For my entire life, I’ve seen movies as just that, something consumable and done over with in three hours or less (more than three hours, then I have a problem!). It wasn’t really necessary. It wasn’t life-threatening.
The recent Bollywood producer-Multiplex owners spat saw almost no decent film launching for full two months. And of course, the spat was over money – revenue sharing to be exact! Producers and Multiplex owners used to earlier split their revenue 40:60, but Bollywood producers wanted that to change to 50:50. Words were flung across, two fighting ‘factions’ were formed, and a boycott began. But after two months of complete loss, they have arrived at a solution – 50:50 in the first week, and a changing ratio in the consecutive weeks. Of course, it cost them Rs. 100 crore to do all that!
With two months of movie starvation, I’m ready to pull my hair apart (ignore the fact that I’ve already had a lot of hair loss, no massaging helped) (umm .. err .. ignore that altogether!)! I’m a slave to such entertainment, it feeds my soul.

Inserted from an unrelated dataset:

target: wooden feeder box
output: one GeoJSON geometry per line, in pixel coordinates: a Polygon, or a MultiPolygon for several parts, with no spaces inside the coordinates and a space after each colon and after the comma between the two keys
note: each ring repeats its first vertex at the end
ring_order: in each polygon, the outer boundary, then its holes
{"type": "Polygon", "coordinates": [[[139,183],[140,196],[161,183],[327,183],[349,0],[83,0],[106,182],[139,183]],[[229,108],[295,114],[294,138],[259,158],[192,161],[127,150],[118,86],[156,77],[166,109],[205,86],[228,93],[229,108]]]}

I can’t believe it, but I’m actually looking forward to seeing even the crappy Bollywood movies. Just, goddamnit, give me a nice comfy seat with an over-priced bag of under-nourishing popcorn and nice large movie screen in the front. With a movie playing!
Seriously, the real Indian summer starts in June!
But then I wonder – how many people even watched movies in the 19th century? I’m sure there were many theatrical plays, and musical sessions. But how many? 5 shows a day, 7 days a week? New plays every friday?
Yet we, the 21st century inhabitants, can’t possibly live without the movies. We’re the next generation of consumers – demanding whenever, wherever, however entertainment.
And theres lots of bloody money to be made out of that!